Starter Pack. The last of these is less obvious for consumer users but is an interesting compendium to how LinkedIn hopes to grow its profile as a directory for businesses online, and potentially develop those relationships, too. The promise for the companies that build profiles on LinkedIn’s platform is that they can market themselves better: “Grow your Brand. Grow your Team. Grow your Influence,” is how LinkedIn describes it. More practically, it will give LinkedIn an avenue to court these companies for more recruitment and other ads; and perhaps down the line, after the deal with Microsoft closes, it will give it an avenue to sell more Microsoft products to them, too.

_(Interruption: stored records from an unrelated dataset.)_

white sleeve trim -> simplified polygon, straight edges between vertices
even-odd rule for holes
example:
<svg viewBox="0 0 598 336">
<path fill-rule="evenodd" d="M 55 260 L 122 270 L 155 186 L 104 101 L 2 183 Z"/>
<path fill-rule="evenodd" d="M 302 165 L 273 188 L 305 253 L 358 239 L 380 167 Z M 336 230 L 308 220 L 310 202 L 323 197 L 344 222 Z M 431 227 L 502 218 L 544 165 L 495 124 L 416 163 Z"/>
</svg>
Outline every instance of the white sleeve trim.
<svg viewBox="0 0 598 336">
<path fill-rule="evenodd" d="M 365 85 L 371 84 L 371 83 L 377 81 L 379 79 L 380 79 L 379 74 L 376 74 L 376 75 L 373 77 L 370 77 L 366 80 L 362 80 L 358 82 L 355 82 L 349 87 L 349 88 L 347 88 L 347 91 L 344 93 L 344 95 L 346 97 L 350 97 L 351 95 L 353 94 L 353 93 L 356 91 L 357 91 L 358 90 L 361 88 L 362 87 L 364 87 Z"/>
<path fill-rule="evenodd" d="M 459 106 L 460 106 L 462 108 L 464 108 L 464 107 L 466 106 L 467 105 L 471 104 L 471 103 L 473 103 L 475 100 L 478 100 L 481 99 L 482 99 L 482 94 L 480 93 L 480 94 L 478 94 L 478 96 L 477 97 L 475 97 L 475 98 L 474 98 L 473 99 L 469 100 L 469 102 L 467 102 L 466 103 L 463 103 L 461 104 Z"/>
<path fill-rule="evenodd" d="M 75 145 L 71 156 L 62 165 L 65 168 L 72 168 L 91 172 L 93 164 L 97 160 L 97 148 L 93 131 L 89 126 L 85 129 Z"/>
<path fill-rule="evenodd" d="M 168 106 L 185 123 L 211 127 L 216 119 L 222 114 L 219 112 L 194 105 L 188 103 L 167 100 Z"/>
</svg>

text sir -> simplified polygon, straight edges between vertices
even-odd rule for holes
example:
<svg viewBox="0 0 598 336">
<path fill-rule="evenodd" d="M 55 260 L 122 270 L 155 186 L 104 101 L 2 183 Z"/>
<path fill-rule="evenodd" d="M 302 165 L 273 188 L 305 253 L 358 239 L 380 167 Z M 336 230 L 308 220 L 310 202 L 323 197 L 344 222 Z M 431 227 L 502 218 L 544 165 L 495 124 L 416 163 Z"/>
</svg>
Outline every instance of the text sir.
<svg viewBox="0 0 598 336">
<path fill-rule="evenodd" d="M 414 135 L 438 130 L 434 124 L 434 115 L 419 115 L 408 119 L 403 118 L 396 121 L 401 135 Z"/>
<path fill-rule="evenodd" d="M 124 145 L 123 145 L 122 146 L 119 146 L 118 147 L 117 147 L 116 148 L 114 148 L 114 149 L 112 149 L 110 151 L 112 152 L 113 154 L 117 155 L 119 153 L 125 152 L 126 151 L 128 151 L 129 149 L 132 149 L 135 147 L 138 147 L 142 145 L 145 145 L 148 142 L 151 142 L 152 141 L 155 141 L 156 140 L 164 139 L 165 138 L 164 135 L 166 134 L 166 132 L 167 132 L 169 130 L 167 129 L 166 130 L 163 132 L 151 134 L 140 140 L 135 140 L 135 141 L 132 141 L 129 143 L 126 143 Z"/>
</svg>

“India is a vital market for LinkedIn, as we work towards realising our vision of creating economic opportunity for every member of the global workforce,” said Akshay Kothari, Country Manager and Head of Product, LinkedIn India, in a statement. Kothari joined LinkedIn when the company acquired Pulse, the newsreading app he co-founded. “It’s already one of the world’s most important economies, and continues to experience strong GDP growth. While LinkedIn has grown multiple folds in India since we started operating here 6 years ago, there’s so much more we want to do here. We are committed to India and to boosting our ability to deliver value to even more members and be a part of their professional growth journey, by investing and innovating locally.”